According to the state- owned telecom company, the information dumped by ‘Hactivists’ was outdated and contained details of 2007 backwards before restructuring.

TTCL Public Relations manager Nicodemus Mushi told journalists in Dar es Salam that employees’ details that were claimed to have been exposed by hackers, including their titles, are no longer in the company’s management structure.

“Titles exposed by hackers such as senior driver, senior artisan, security guard and team member were applicable in the previous management structure that ended in 2007,” Mushi said.

Mushi explained that reports that the hackers had exposed details for over 64,000 TTCL employees were false because until Tuesday this week (February 16) the company had around 1,557 employees countrywide.

“The details for employees named in the report are not correct because some of them have died while others are retirees… for example, Katundu Iddi was a driver at the company but died in May 2012,”   Mushi revealed.

He further explained that following the reports, the company’s ICT- Security Unit embarked on investigation which proved that the state-owned telecoms firm’s computer servers and data were still safe.

“We assure our clients, including the central government and its executive agencies, major commercial banks and mobile telecommunications companies operating in the country that their details and data are secured,” Mushi reassured.

He noted that so far the company was yet to receive complaints related to the functioning of the TTCL systems. 

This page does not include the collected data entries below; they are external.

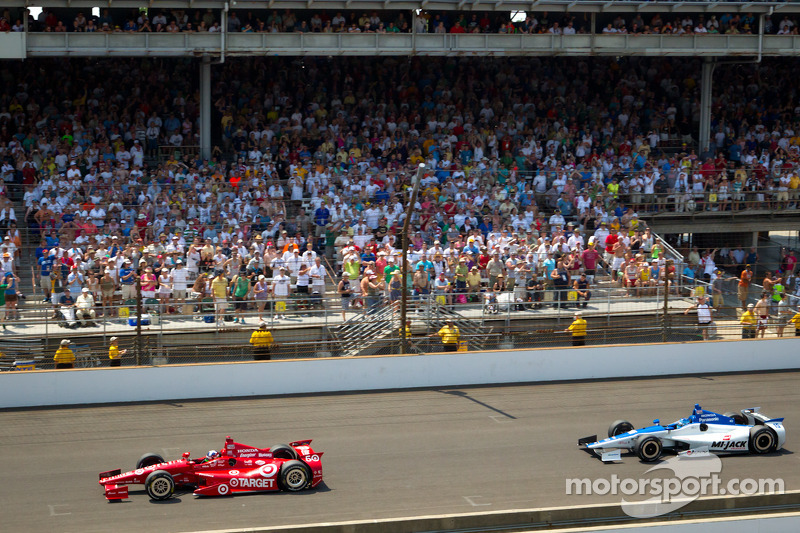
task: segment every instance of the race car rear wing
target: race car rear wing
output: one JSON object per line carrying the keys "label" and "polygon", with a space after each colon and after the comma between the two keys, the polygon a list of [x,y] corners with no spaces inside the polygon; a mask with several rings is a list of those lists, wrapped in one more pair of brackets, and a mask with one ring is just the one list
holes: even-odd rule
{"label": "race car rear wing", "polygon": [[591,435],[589,437],[583,437],[582,439],[578,439],[578,446],[583,446],[584,444],[591,444],[593,442],[597,442],[597,435]]}

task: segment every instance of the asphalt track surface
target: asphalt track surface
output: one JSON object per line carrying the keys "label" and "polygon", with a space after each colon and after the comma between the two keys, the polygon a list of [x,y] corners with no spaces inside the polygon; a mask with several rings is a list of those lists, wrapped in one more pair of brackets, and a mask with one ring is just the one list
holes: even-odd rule
{"label": "asphalt track surface", "polygon": [[[640,478],[634,456],[604,465],[578,437],[609,423],[761,406],[786,417],[783,452],[722,459],[722,478],[782,478],[800,489],[800,372],[0,411],[3,531],[197,531],[619,502],[565,494],[566,478]],[[145,452],[179,458],[238,442],[312,438],[314,491],[108,503],[100,471]]]}

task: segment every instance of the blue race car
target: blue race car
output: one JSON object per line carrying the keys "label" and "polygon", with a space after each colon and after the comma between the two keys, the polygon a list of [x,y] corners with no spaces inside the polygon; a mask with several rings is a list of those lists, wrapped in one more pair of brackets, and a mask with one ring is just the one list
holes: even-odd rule
{"label": "blue race car", "polygon": [[578,440],[578,446],[591,451],[604,462],[619,461],[622,450],[628,450],[646,463],[657,461],[664,450],[675,453],[710,452],[769,453],[786,442],[783,418],[769,418],[758,407],[739,413],[720,415],[695,404],[691,416],[672,424],[634,429],[627,420],[617,420],[608,428],[608,438],[597,435]]}

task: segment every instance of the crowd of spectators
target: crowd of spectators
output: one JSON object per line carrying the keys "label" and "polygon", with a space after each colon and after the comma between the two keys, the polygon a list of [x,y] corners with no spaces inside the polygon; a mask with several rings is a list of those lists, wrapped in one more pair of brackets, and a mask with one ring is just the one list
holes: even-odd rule
{"label": "crowd of spectators", "polygon": [[[649,290],[668,265],[640,214],[797,208],[788,63],[719,68],[712,149],[697,154],[696,61],[237,59],[214,72],[220,143],[204,160],[187,148],[195,63],[27,61],[2,73],[0,253],[13,271],[26,226],[57,307],[88,289],[80,305],[113,314],[138,277],[162,310],[194,292],[221,320],[229,301],[314,305],[343,272],[368,305],[402,290],[400,228],[425,163],[417,294],[452,303],[532,279],[561,294],[599,264]],[[180,157],[150,157],[162,144]]]}
{"label": "crowd of spectators", "polygon": [[[67,14],[69,13],[69,14]],[[13,21],[13,23],[12,23]],[[125,12],[103,9],[99,16],[84,11],[44,9],[31,18],[32,31],[44,32],[219,32],[223,20],[218,11],[148,10]],[[753,34],[758,33],[758,16],[731,12],[704,13],[618,13],[601,15],[593,28],[589,13],[453,12],[421,11],[230,11],[228,32],[320,32],[320,33],[505,33],[505,34]],[[797,35],[798,20],[793,15],[765,18],[764,33]],[[0,31],[24,31],[21,18],[6,10],[0,18]]]}

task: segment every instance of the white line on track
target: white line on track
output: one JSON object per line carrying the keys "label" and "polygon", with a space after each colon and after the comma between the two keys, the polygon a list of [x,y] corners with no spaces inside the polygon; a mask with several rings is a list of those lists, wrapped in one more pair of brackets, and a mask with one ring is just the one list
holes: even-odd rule
{"label": "white line on track", "polygon": [[487,505],[492,505],[491,503],[477,503],[475,501],[476,498],[483,498],[483,496],[464,496],[464,499],[467,500],[467,503],[473,507],[485,507]]}
{"label": "white line on track", "polygon": [[50,516],[66,516],[72,513],[60,513],[56,511],[56,507],[69,507],[66,503],[57,503],[55,505],[48,505],[47,507],[50,508]]}

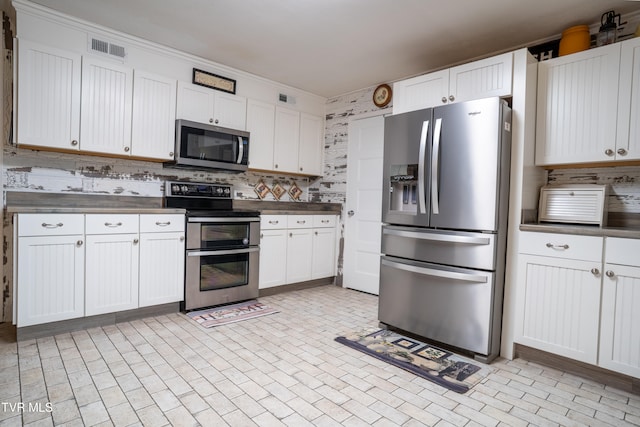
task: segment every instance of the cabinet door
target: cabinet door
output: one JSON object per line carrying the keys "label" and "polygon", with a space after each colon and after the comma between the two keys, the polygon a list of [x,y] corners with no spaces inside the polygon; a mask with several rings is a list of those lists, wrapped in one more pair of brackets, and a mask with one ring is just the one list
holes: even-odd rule
{"label": "cabinet door", "polygon": [[82,59],[82,151],[130,154],[132,88],[131,68],[90,57]]}
{"label": "cabinet door", "polygon": [[449,70],[449,102],[511,95],[513,54],[459,65]]}
{"label": "cabinet door", "polygon": [[260,233],[259,288],[284,285],[287,274],[287,230],[262,230]]}
{"label": "cabinet door", "polygon": [[402,80],[393,84],[393,114],[443,105],[448,96],[449,70]]}
{"label": "cabinet door", "polygon": [[173,160],[176,80],[135,71],[131,155]]}
{"label": "cabinet door", "polygon": [[520,255],[516,342],[595,364],[600,267],[592,261]]}
{"label": "cabinet door", "polygon": [[[278,172],[298,173],[298,146],[300,141],[300,113],[276,107],[273,169]],[[251,151],[251,148],[249,148]]]}
{"label": "cabinet door", "polygon": [[315,228],[313,230],[313,250],[311,278],[335,276],[336,229]]}
{"label": "cabinet door", "polygon": [[178,82],[176,117],[199,123],[213,124],[213,89]]}
{"label": "cabinet door", "polygon": [[640,38],[621,43],[617,160],[640,159]]}
{"label": "cabinet door", "polygon": [[287,283],[311,280],[311,228],[289,229],[287,239]]}
{"label": "cabinet door", "polygon": [[538,64],[536,165],[613,160],[620,44]]}
{"label": "cabinet door", "polygon": [[18,238],[17,326],[84,315],[83,235]]}
{"label": "cabinet door", "polygon": [[17,72],[16,142],[78,150],[80,55],[20,39]]}
{"label": "cabinet door", "polygon": [[322,176],[324,121],[322,117],[300,114],[300,146],[298,169],[305,175]]}
{"label": "cabinet door", "polygon": [[138,308],[138,234],[88,235],[85,315]]}
{"label": "cabinet door", "polygon": [[249,137],[249,168],[273,169],[273,141],[276,106],[266,102],[247,101],[247,131]]}
{"label": "cabinet door", "polygon": [[247,98],[230,93],[216,93],[213,107],[213,124],[230,129],[247,128]]}
{"label": "cabinet door", "polygon": [[184,232],[140,234],[140,307],[184,300]]}

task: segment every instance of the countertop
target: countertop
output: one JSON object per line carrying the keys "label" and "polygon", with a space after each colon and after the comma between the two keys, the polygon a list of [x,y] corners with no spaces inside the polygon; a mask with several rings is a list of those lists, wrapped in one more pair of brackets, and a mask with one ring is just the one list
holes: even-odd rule
{"label": "countertop", "polygon": [[528,224],[521,224],[520,231],[640,239],[640,228],[629,228],[629,227],[598,227],[597,225],[528,223]]}

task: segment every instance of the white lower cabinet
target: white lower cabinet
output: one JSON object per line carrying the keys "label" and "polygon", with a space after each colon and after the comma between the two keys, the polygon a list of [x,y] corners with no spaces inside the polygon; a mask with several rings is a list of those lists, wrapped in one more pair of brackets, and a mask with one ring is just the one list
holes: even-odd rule
{"label": "white lower cabinet", "polygon": [[262,215],[260,289],[335,276],[336,215]]}
{"label": "white lower cabinet", "polygon": [[608,237],[599,364],[640,378],[640,240]]}
{"label": "white lower cabinet", "polygon": [[515,341],[640,378],[640,241],[523,232]]}
{"label": "white lower cabinet", "polygon": [[14,218],[18,327],[183,299],[184,215]]}
{"label": "white lower cabinet", "polygon": [[[17,223],[18,326],[84,315],[83,215],[25,214]],[[14,278],[15,279],[15,278]]]}

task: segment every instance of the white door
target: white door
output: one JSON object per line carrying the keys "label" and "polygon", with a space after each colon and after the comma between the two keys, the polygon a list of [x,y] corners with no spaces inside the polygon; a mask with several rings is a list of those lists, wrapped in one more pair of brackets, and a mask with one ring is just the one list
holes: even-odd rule
{"label": "white door", "polygon": [[349,124],[344,286],[378,295],[384,118]]}

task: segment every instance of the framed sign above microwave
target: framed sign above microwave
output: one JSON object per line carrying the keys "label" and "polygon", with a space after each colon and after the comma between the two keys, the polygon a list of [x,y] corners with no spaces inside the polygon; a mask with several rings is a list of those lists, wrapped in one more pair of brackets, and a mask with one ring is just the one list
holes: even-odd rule
{"label": "framed sign above microwave", "polygon": [[193,69],[193,84],[210,87],[222,92],[236,93],[236,81],[207,71]]}

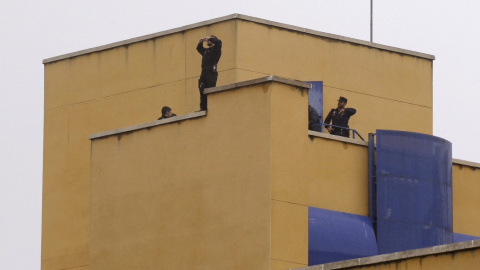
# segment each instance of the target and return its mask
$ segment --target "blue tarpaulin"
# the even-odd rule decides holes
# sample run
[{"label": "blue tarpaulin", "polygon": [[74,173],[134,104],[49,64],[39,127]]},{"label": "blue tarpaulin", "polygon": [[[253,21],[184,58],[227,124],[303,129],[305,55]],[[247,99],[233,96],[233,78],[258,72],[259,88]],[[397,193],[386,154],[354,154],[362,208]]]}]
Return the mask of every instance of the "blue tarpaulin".
[{"label": "blue tarpaulin", "polygon": [[308,265],[377,255],[366,216],[308,208]]},{"label": "blue tarpaulin", "polygon": [[312,84],[312,88],[308,91],[308,103],[315,110],[317,110],[318,116],[320,116],[320,129],[323,132],[323,82],[311,81],[307,82]]},{"label": "blue tarpaulin", "polygon": [[452,243],[452,145],[431,135],[377,130],[379,254]]}]

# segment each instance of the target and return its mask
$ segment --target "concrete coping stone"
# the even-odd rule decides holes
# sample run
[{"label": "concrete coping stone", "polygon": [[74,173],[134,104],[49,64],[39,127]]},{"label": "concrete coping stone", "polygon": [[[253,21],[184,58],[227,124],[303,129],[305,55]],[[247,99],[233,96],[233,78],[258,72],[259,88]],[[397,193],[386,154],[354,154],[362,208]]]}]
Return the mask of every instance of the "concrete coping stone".
[{"label": "concrete coping stone", "polygon": [[343,269],[349,267],[367,266],[380,263],[389,263],[392,261],[406,260],[416,257],[425,257],[429,255],[440,255],[442,253],[458,252],[474,248],[480,248],[480,239],[465,242],[433,246],[421,249],[412,249],[407,251],[364,257],[340,262],[326,263],[309,267],[297,268],[297,270],[329,270]]},{"label": "concrete coping stone", "polygon": [[331,134],[328,134],[328,133],[322,133],[322,132],[318,132],[318,131],[309,130],[308,135],[313,136],[313,137],[320,137],[320,138],[324,138],[324,139],[346,142],[346,143],[352,143],[352,144],[357,144],[357,145],[368,147],[368,142],[355,140],[355,139],[342,137],[342,136],[331,135]]},{"label": "concrete coping stone", "polygon": [[[368,142],[366,142],[366,141],[354,140],[354,139],[351,139],[351,138],[335,136],[335,135],[331,135],[331,134],[328,134],[328,133],[322,133],[322,132],[309,130],[308,135],[314,136],[314,137],[320,137],[320,138],[324,138],[324,139],[348,142],[348,143],[353,143],[353,144],[363,145],[363,146],[368,147]],[[467,161],[467,160],[462,160],[462,159],[455,159],[454,158],[454,159],[452,159],[452,164],[468,166],[468,167],[472,167],[474,169],[477,169],[477,168],[480,169],[480,163]]]},{"label": "concrete coping stone", "polygon": [[213,94],[213,93],[218,93],[218,92],[222,92],[222,91],[238,89],[240,87],[246,87],[246,86],[251,86],[251,85],[255,85],[255,84],[261,84],[261,83],[265,83],[265,82],[279,82],[279,83],[293,85],[293,86],[297,86],[297,87],[301,87],[301,88],[305,88],[305,89],[312,88],[312,85],[310,83],[297,81],[297,80],[292,80],[292,79],[281,78],[281,77],[277,77],[277,76],[274,76],[274,75],[269,75],[269,76],[258,78],[258,79],[253,79],[253,80],[248,80],[248,81],[243,81],[243,82],[237,82],[237,83],[231,83],[231,84],[222,85],[222,86],[218,86],[218,87],[206,88],[204,93],[205,94]]},{"label": "concrete coping stone", "polygon": [[170,117],[170,118],[157,120],[157,121],[152,121],[152,122],[148,122],[148,123],[143,123],[143,124],[139,124],[139,125],[134,125],[134,126],[130,126],[130,127],[118,128],[118,129],[114,129],[114,130],[95,133],[95,134],[92,134],[92,135],[88,136],[88,139],[95,140],[95,139],[98,139],[98,138],[108,137],[108,136],[112,136],[112,135],[118,135],[118,134],[121,134],[121,133],[131,132],[131,131],[135,131],[135,130],[151,128],[151,127],[161,126],[161,125],[170,124],[170,123],[177,123],[177,122],[185,121],[185,120],[188,120],[188,119],[203,117],[205,115],[207,115],[206,111],[199,111],[199,112],[189,113],[189,114],[180,115],[180,116],[173,116],[173,117]]},{"label": "concrete coping stone", "polygon": [[186,26],[183,26],[183,27],[177,27],[177,28],[173,28],[173,29],[170,29],[170,30],[166,30],[166,31],[161,31],[161,32],[157,32],[157,33],[153,33],[153,34],[149,34],[149,35],[144,35],[144,36],[140,36],[140,37],[136,37],[136,38],[131,38],[131,39],[123,40],[123,41],[118,41],[118,42],[106,44],[106,45],[103,45],[103,46],[93,47],[93,48],[90,48],[90,49],[85,49],[85,50],[80,50],[80,51],[76,51],[76,52],[72,52],[72,53],[62,54],[62,55],[55,56],[55,57],[50,57],[50,58],[44,59],[43,64],[48,64],[48,63],[52,63],[52,62],[56,62],[56,61],[60,61],[60,60],[68,59],[68,58],[73,58],[73,57],[80,56],[80,55],[89,54],[89,53],[104,51],[104,50],[112,49],[112,48],[115,48],[115,47],[121,47],[121,46],[129,45],[129,44],[133,44],[133,43],[136,43],[136,42],[146,41],[146,40],[149,40],[149,39],[154,39],[154,38],[158,38],[158,37],[162,37],[162,36],[167,36],[167,35],[171,35],[171,34],[175,34],[175,33],[180,33],[180,32],[190,30],[190,29],[195,29],[195,28],[208,26],[208,25],[211,25],[211,24],[220,23],[220,22],[224,22],[224,21],[234,20],[234,19],[259,23],[259,24],[263,24],[263,25],[267,25],[267,26],[278,27],[278,28],[281,28],[281,29],[301,32],[301,33],[305,33],[305,34],[309,34],[309,35],[313,35],[313,36],[318,36],[318,37],[325,37],[325,38],[329,38],[329,39],[333,39],[333,40],[345,41],[345,42],[358,44],[358,45],[363,45],[363,46],[376,48],[376,49],[380,49],[380,50],[397,52],[397,53],[401,53],[401,54],[405,54],[405,55],[411,55],[411,56],[415,56],[415,57],[419,57],[419,58],[435,60],[435,56],[430,55],[430,54],[405,50],[405,49],[391,47],[391,46],[387,46],[387,45],[381,45],[381,44],[377,44],[377,43],[370,43],[370,42],[364,41],[364,40],[344,37],[344,36],[335,35],[335,34],[329,34],[329,33],[325,33],[325,32],[320,32],[320,31],[315,31],[315,30],[311,30],[311,29],[307,29],[307,28],[293,26],[293,25],[289,25],[289,24],[278,23],[278,22],[274,22],[274,21],[269,21],[269,20],[265,20],[265,19],[260,19],[260,18],[256,18],[256,17],[251,17],[251,16],[247,16],[247,15],[234,13],[234,14],[231,14],[231,15],[227,15],[227,16],[223,16],[223,17],[219,17],[219,18],[215,18],[215,19],[211,19],[211,20],[206,20],[206,21],[202,21],[202,22],[198,22],[198,23],[194,23],[194,24],[189,24],[189,25],[186,25]]},{"label": "concrete coping stone", "polygon": [[454,164],[469,166],[469,167],[480,169],[480,163],[466,161],[466,160],[462,160],[462,159],[456,159],[456,158],[452,159],[452,161],[453,161]]}]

The ICT security manager at TTCL, Lina Rujweke, said her company took the threat seriously and the IT officials were at work in case of any cyber attack.

She said that the company was equipped with advanced technology to fight cyber crime. 

“We have been conducting training to our staff and engaging IT consultants to ensure that our systems are secure,” Rujweka said.   

On Tuesday, this week, Soft Pedia website published a report which showed that TTCL servers had been hacked, warning that details and data for its employees and clients were no longer secure.

In a statement, the Anonymous group – whose members also describe themselves as ‘hacktivists’ – said it was specifically targeting Tanzania and several other African countries for cyber attacks as part of what it calls Operation Africa (#OpAfrica).

The group said it had managed to hack central government servers and exposed details for over 64,000 TTCL employees including their real names, email addresses, telephone numbers, departments where each employee works, and their respective job titles.  

“The focus of the operation is a disassembly of corporations and governments that enable and perpetuate corruption on the African continent,” Anonymous said in its statement issued earlier this month.  

“This consists of organisations responsible for child abuse or labour as well as internet censorship within the continent and globally,” it added.

The Tanzanian government reportedly came under attack from the notorious international hacking group, which claims to have already exposed thousands of computer files at the state-run Tanzania Telecommunications Company Ltd (TTCL).

Cyber security experts have warned that, if successful, the attack on TTCL – which manages the government’s National ICT Broadband Backbone (NICTBB) – could put the entire national economy at serious risk.